Over the last few years, Pompliano has been a central figure in driving Bitcoin adoption forward. The path to which would involve workers being paid in $BTC.

Many sports stars have opted to go this route as well, but this still isn’t a mandate that’s fully approved by leagues, or in Suarez’s case, the City of Miami.

NFL players taking a salary in Bitcoin

In December 2020, Russell Okung, then an offensive tackle for the Carolina Panthers, opted to get half his $13 million salary in Bitcoin, making him the first NFL player to do this.

Speaking on why, Okung demonstrated that he’s wise to the ways of the world by saying being paid in Bitcoin is a way to counter the “corrupt, manipulated economy we all inhabit.”

“The way money is handled from creation to dissemination is part of that power. Getting paid in bitcoin is the first step of opting out of the corrupt, manipulated economy we all inhabit.”

Since then, other sports stars have also followed Okung’s lead. For example, Sean Culkin, a former tight end at the Kansas City Chiefs, became the first NFL player to take 100% of his salary in Bitcoin.

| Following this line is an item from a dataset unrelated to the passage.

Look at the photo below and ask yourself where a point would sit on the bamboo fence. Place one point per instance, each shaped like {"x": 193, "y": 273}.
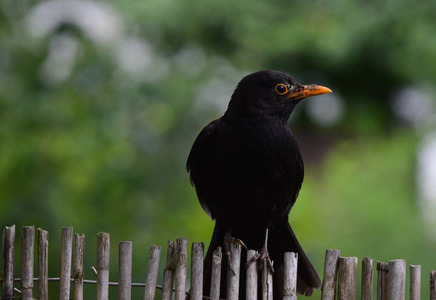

And more recently, Aaron Rodgers, quarterback for the Green Bay Packers, said he’s taking a proportion of his salary in $BTC as part of a promo with Cash App.

It’s not just $BTC that’s in the mix. Tom Brady, the quarterback for the Tampa Bay Buccaneers, said he’s open to getting paid in Ethereum or Solana, as well as Bitcoin.

However, the NFL isn’t on board with these deals. Speaking about Okung, an NFL spokesman said all players still get paid in U.S dollars. It’s just that, in the case of Okung, Strike (formerly Zap) is the third party that converts dollars to Bitcoin after Okung gets paid.

Meaning, whatever players do with their dollar salaries after getting paid isn’t anything to do with the NFL.

Suarez set to be the first U.S politician to get paid in $BTC

Responding to Suarez’s intention, Pompliano moved the issue forward by calling on Strike CEO Jack Mallers to make things happen.

@Sarasti also chimed in, saying he’s already set things off by registering with Strike. He added that he’s already getting paid a proportion of his salary in Bitcoin, which has worked out “flawlessly” for him.

Already sent over @ln_strike link to register. My experience receiving a portion of my pay last week went flawlessly. And Mayor already scaling my "pilot" to 💯 allocation. Boss move.— Mike Sarasti (@Sarasti) November 2, 2021

However, the real watershed moment comes when employers pay employees directly in Bitcoin. While Suarez will get his next paycheck in Bitcoin, this is still actioned after he gets paid in dollars.

Without policy change at the employer level enabling direct Bitcoin salary payments, this is merely a showboating gesture, albeit one that’s a step in the right direction.